[Mvapich-discuss] HYDT_bscd_pbs_wait_for_completion error

Phanish, Deepa dnagendra3 at gatech.edu
Wed Sep 28 09:28:17 EDT 2022


Hi All,

A user on our HPC cluster is reporting this issue - Has anyone come across this, or has any ideas to solve this?

Note: The workflow is executing without issues using OpenMP, although slower.

Workflow: User is launching mpirun jobs in series within a loop (1 PBS job per time step). Each job reads from input file, computes and writes to output, which is read by the next job.

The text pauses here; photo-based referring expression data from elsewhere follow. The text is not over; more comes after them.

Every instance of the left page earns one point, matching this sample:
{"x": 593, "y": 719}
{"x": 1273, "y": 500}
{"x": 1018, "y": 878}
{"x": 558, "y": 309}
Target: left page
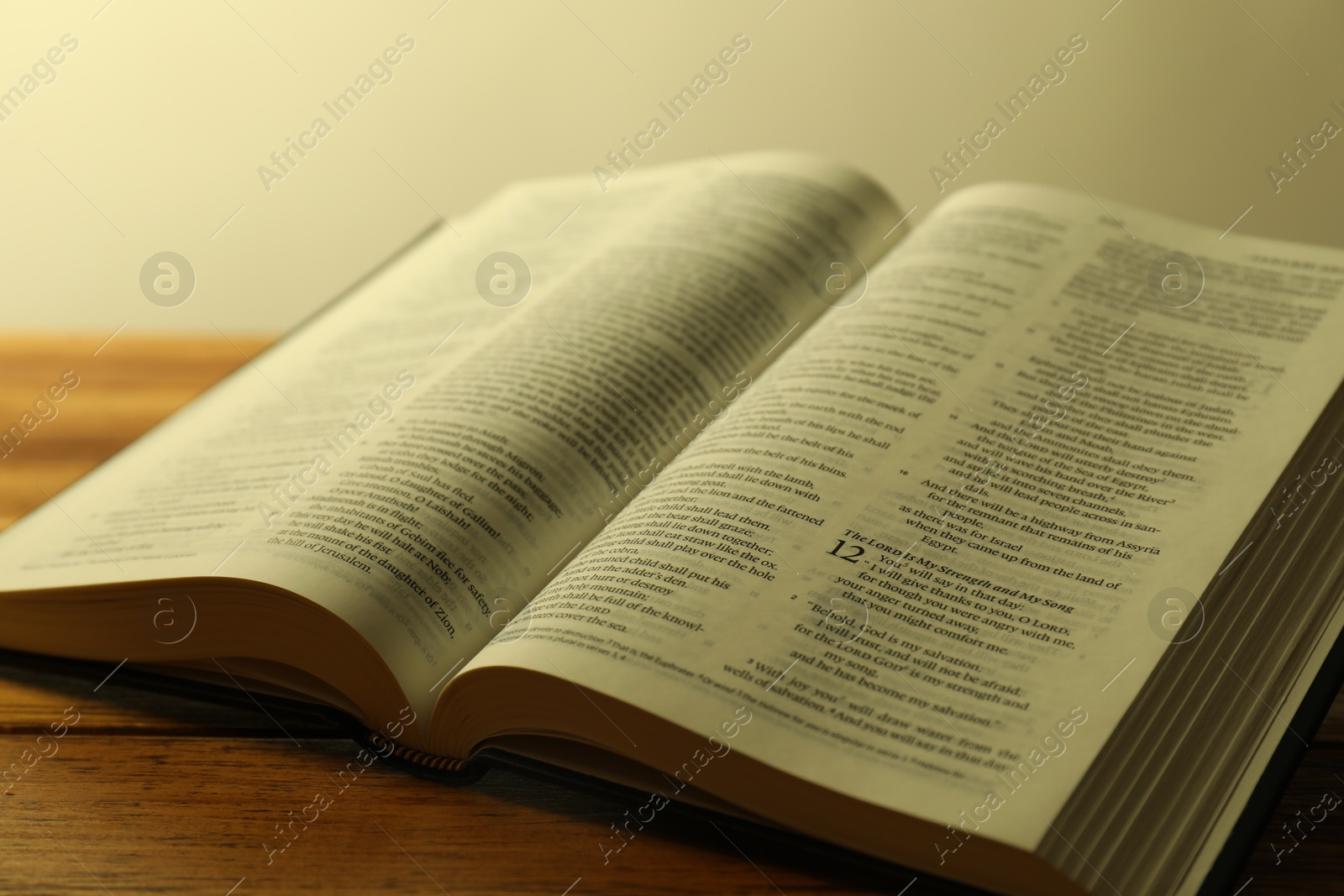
{"x": 420, "y": 459}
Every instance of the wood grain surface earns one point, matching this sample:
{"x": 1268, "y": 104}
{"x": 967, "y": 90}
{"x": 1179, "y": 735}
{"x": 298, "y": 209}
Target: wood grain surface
{"x": 155, "y": 792}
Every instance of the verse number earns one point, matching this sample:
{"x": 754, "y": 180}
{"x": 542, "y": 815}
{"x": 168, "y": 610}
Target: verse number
{"x": 851, "y": 551}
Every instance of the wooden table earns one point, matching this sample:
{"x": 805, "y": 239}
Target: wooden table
{"x": 167, "y": 793}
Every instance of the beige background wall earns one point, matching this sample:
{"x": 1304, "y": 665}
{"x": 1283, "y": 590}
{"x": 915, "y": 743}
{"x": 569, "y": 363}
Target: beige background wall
{"x": 152, "y": 132}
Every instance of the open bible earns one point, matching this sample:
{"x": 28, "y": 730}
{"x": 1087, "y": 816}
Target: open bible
{"x": 1000, "y": 546}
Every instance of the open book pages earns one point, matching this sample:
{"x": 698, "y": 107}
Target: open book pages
{"x": 879, "y": 537}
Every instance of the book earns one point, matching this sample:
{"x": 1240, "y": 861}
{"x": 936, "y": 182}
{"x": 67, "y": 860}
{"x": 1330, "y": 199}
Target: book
{"x": 998, "y": 546}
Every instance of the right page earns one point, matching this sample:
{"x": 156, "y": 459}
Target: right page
{"x": 934, "y": 550}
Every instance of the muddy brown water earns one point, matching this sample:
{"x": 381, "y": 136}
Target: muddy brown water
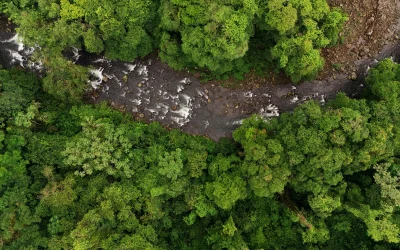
{"x": 152, "y": 91}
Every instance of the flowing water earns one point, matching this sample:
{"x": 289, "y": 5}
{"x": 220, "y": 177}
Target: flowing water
{"x": 152, "y": 91}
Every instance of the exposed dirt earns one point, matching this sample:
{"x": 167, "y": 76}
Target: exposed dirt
{"x": 152, "y": 91}
{"x": 372, "y": 25}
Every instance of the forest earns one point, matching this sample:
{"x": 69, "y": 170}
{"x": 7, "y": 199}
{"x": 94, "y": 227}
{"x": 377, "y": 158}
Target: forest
{"x": 80, "y": 176}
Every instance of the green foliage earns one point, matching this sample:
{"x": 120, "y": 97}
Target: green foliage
{"x": 88, "y": 177}
{"x": 217, "y": 38}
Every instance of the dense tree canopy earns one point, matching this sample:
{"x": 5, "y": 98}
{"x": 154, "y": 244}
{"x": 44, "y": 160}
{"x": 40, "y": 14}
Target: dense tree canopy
{"x": 219, "y": 37}
{"x": 89, "y": 177}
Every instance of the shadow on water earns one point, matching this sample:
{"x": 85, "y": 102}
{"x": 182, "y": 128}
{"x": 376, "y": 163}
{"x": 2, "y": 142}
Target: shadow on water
{"x": 151, "y": 90}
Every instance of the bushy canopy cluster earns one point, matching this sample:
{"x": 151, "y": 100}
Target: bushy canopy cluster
{"x": 85, "y": 177}
{"x": 219, "y": 37}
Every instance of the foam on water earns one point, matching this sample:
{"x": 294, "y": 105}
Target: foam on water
{"x": 184, "y": 112}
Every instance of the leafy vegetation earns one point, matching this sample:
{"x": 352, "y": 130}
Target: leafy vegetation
{"x": 89, "y": 177}
{"x": 219, "y": 38}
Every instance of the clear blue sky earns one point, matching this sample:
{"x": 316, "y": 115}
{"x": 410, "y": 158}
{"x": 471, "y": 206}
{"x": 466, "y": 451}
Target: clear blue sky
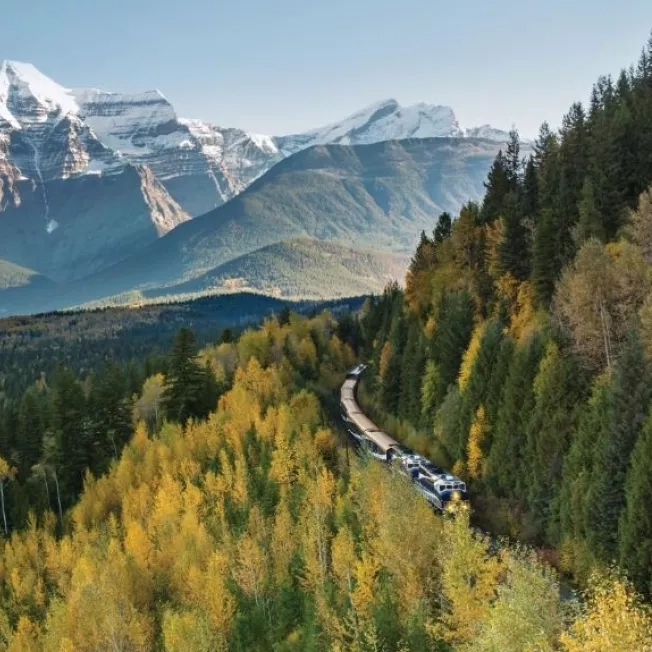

Issue: At sporadic times, he is getting the error message "HYDT_bscd_pbs_wait_for_completion (tools/bootstrap/external/pbs_wait.c:67): tm_poll(obit_event) failed with TM error 17002" where the program is failing to write the output file on a random time step.

Debugging efforts so far: 1) We have tried adding sleep intervals between job launch, that didn't help. 2) We have added barriers before MPI_Finalize, that didn't help. 3) We have checked the stack size, that looks good. 4) We have run simulations without file write, and just reads. That still has issues. I have attached the debug messages below showing where it fails.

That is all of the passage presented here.